Re: [PATCH] Hex-coding optimizations using SVE on ARM. - Mailing list pgsql-hackers

From Chiranmoy.Bhattacharya@fujitsu.com"
Subject Re: [PATCH] Hex-coding optimizations using SVE on ARM.
Date
Msg-id TY2PR01MB2667B294A9D2556C05BE02A0971F2@TY2PR01MB2667.jpnprd01.prod.outlook.com
Whole thread Raw
In response to Re: [PATCH] Hex-coding optimizations using SVE on ARM.  (Nathan Bossart <nathandbossart@gmail.com>)
Responses Re: [PATCH] Hex-coding optimizations using SVE on ARM.
List pgsql-hackers
On Fri, Jan 10, 2025 at 09:38:14AM -0600, Nathan Bossart wrote:
> Do you mean that the auto-vectorization worked and you observed no
> performance improvement, or the auto-vectorization had no effect on the
> code generated?

Auto-vectorization is working now with the following addition on Graviton 3 (m7g.4xlarge) with GCC 11.4, and the results match yours. Previously, auto-vectorization had no effect because we missed the -march=native option.

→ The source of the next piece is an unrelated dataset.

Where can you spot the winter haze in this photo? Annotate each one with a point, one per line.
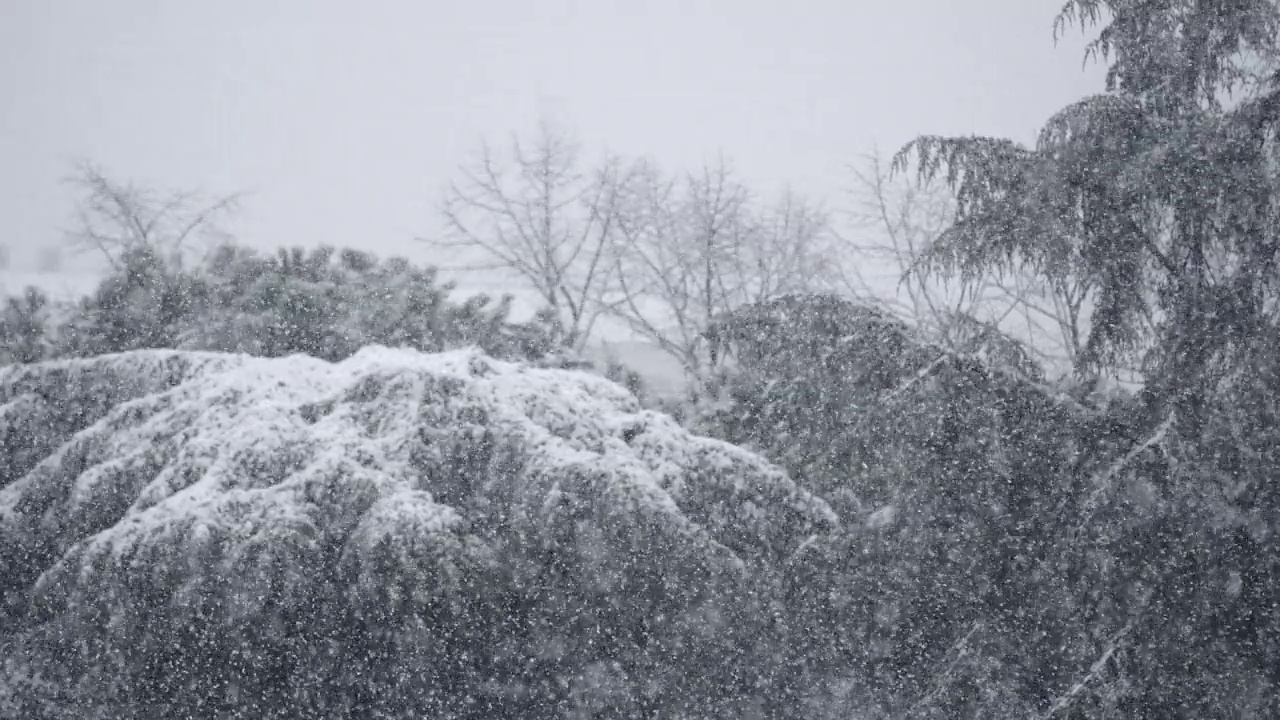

      encode.o: CFLAGS += ${CFLAGS_VECTORIZE} -march=native

There is a 30% improvement using auto-vectorization.

 buf   | default | auto_vec | SVE
--------+-------+--------+-------
     16 |     16  |      12  |    8
     64 |     58  |      40  |    9
    256 |    223  |     152  |   18
   1024 |    934  |     613  |   54
   4096 |   3533  |    2430  |  202
  16384 |  14081  |    9831  |  800
  65536 |  56374  |   38702  | 3202

Auto-vectorization had no effect on hex_decode due to the presence of control flow.

-----
Here is a comment snippet from src/include/port/simd.h

"While Neon support is technically optional for aarch64, it appears that all available 64-bit hardware does have it."

Currently, it is assumed that all aarch64 machine support NEON, but for newer advanced SIMD like SVE (and AVX512 for x86) this assumption may not hold. We need a runtime check to be sure.. Using src/include/port/simd.h to abstract away these advanced SIMD implementations may be difficult.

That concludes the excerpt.